イヴの手によって、綺麗に洗い流されていく。
「髪を洗われるのなんて、初めてだ」
「気持ちの良いものでしょう?」
「……そうだな」
「……いつもありがとう、ロー」
二人は、耳に入るシャワーの音が何時にも増して心地良く思えた。
身体を洗い拭き終え着替えた二人は、ベッドの中に居た。
すっかり夜も更けて、月明かりの光が窓から入ってきていた。
「ロー」
イヴがローの方を向くと、仰向けのローがイヴの頭に手を置いた。
「どうした」
「……私なんて、何の価値もないわ。ローならもっと良い女がいる筈よ。……何で私なの?」
「人を愛すのに理由が必要か」
イヴが首を軽く横に振った。
「価値を決めるのは、おれだ。イヴ、愛している」
ストレートなローの愛の言葉に、顔が熱くなるのを感じた。
「……不器用なわりに、直球だから困るわ」
「大事な人を亡くした悲しみが簡単に癒えねェ事も知ってる」
いつか応えてくれれば、それでいい。
らしくない台詞だと、ローはその言葉を飲み込んだ。
「何か、続きを言おうとした?」とイヴが尋ねたが、ローは「いや」と、冷静に努めて小さく首を振った。
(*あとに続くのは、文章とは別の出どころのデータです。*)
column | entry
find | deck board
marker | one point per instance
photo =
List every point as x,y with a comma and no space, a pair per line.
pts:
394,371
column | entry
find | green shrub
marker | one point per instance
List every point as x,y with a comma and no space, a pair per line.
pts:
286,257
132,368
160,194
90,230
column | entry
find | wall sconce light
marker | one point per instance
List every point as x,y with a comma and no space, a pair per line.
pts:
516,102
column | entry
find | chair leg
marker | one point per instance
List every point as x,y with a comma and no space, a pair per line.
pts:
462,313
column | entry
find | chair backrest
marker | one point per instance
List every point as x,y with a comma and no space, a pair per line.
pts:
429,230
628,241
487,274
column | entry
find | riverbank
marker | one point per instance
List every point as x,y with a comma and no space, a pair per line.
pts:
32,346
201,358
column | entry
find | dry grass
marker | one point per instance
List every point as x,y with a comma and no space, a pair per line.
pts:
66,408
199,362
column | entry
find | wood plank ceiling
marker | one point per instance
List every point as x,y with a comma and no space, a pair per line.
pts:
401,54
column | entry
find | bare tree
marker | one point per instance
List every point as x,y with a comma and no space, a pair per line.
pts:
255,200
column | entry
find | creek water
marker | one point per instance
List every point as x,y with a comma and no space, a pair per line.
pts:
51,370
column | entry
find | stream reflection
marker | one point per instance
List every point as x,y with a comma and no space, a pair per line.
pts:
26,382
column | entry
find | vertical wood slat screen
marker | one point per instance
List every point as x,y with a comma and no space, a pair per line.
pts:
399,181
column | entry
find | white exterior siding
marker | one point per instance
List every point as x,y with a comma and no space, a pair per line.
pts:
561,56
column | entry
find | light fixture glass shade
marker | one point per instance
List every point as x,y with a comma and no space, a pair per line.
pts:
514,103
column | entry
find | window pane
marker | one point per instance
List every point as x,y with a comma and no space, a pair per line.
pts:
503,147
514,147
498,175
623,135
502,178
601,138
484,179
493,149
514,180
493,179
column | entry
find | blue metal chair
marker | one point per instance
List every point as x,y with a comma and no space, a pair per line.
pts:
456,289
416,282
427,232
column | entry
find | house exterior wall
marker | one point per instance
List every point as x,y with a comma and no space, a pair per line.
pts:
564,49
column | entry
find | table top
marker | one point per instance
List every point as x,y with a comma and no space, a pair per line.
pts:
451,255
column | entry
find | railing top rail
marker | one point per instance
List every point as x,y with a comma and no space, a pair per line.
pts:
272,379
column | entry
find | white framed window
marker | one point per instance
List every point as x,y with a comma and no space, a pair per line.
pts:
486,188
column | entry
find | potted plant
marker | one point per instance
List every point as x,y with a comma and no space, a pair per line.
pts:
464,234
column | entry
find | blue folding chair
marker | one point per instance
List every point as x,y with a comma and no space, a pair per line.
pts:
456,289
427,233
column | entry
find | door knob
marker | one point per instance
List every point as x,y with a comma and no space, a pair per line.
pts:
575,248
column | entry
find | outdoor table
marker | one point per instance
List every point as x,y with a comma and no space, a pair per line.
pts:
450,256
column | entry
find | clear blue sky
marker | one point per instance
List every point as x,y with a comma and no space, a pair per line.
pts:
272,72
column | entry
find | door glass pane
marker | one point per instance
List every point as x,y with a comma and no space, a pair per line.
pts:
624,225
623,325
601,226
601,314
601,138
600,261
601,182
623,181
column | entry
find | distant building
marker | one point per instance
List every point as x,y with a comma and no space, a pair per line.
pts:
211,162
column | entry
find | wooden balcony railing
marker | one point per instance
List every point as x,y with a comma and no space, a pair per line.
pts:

「そう。……時間は掛かるかもしれないけれど、ちゃんとあなたと向き合うわ」
イヴはそう言ってローの大きな手に自分の手を絡めた。
ローはそれに応えて、指を交差させ、結んだ。
「だから、ロー。あなたは、死なないで」
真剣だけれど、消えそうな声で言った。
「死なねェ」
ローはイヴと向き合うと、前髪を上げ額に口づけた。
その声の安心感と、額に感じる唇のくすぐったさにイヴは笑い声を漏らした。